La resección de segmentos hepáticos que contienen metástasis ha logrado tasas de sobrevida a largo plazo aceptables sin recurrencia en pacientes con cánceres primarios en el colon y el recto y en los que tienen tumor de Wilms.

Las metástasis que se encuentran durante una resección del colon deben extirparse en ese momento, si es factible hacerlo sin que se pierda mucha sangre. Sin embargo, si resulta necesaria una resección hepática mayor, la operación se post-pone algunos meses y antes de efectuarla se lleva a cabo TAC y angiografía para valorar si son resecables.

En servicios muy especializados se obtuvo una tasa de sobrevida a cinco años de casi 40 % en pacientes que habían sido sometidos a escisión local de metástasis hepáticas pequeñas provenientes de cáncer colorrectal.

Las medidas quirúrgicas paliativas están indicadas en quienes aquejan dolor intenso asociado con neoplasias hepáticas y para la escisión de metástasis en caso de síndrome ruborizante del tumor carcinoide.

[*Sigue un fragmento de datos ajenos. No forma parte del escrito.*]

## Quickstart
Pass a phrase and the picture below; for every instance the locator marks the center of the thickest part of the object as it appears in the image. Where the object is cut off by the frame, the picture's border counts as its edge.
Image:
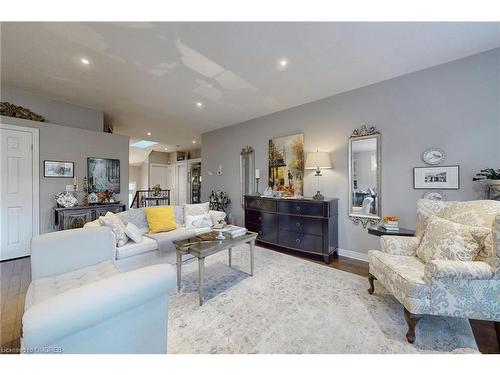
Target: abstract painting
(103, 175)
(286, 164)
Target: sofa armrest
(399, 245)
(60, 252)
(457, 269)
(92, 224)
(79, 308)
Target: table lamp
(318, 161)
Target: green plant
(219, 201)
(487, 174)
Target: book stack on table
(234, 231)
(391, 224)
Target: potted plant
(491, 178)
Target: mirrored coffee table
(204, 245)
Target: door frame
(36, 172)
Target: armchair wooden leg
(412, 321)
(371, 278)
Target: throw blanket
(166, 240)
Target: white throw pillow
(199, 221)
(116, 224)
(217, 216)
(195, 209)
(133, 232)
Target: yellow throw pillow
(160, 219)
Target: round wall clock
(435, 196)
(433, 156)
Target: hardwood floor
(15, 276)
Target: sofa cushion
(195, 209)
(403, 273)
(131, 248)
(113, 222)
(46, 287)
(447, 240)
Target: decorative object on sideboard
(58, 169)
(12, 110)
(318, 161)
(247, 172)
(433, 156)
(434, 195)
(219, 201)
(65, 199)
(442, 177)
(103, 174)
(365, 176)
(490, 178)
(92, 198)
(286, 164)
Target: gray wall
(454, 106)
(54, 111)
(73, 144)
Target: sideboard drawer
(301, 224)
(260, 204)
(261, 218)
(269, 234)
(301, 208)
(308, 242)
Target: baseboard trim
(353, 254)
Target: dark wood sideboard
(76, 217)
(299, 224)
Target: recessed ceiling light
(282, 63)
(143, 144)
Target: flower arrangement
(219, 201)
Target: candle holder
(257, 187)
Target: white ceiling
(148, 76)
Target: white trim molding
(353, 254)
(36, 171)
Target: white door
(165, 176)
(16, 193)
(181, 183)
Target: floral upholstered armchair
(450, 268)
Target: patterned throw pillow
(114, 222)
(195, 209)
(444, 239)
(199, 221)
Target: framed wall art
(103, 175)
(58, 169)
(442, 177)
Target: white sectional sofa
(80, 302)
(133, 255)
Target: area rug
(293, 305)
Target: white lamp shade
(318, 159)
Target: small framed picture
(63, 169)
(445, 177)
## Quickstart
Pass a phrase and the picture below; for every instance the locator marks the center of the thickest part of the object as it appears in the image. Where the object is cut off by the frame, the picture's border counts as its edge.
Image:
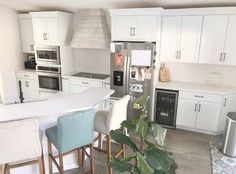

La resección de la porción principal de las metástasis hepáticas (procedimiento de reducción del tumor), ha dado lugar a mejoría sintomática significativa y reducción de las concentraciones del ácido hidroxiindolacético (5-HIAA) a lo normal. Estos cambios subjetivos y objetivos han persistido por varios años.

La ligadura de arterias y la embolización con control radiográfico han logrado resultados similares.

Con la infusión arterial hepática de Floxuridina (FUDR) y mitomicina C se obtiene mejoría sintomática y datos objetivos de reducción del tamaño de las metástasis hepáticas de carcinomas colorrectales. La infusión se lleva a cabo mediante la colocación percutánea del catéter. Ultimamente los pacientes han aceptado una bomba recargable percutánea; se implanta en el tejido subcutáneo y se adhiere a un catéter que se coloca en la arteria hepática mediante una operación. Esto permite la infusión intra-arterial prolongada de agentes quimioterápicos.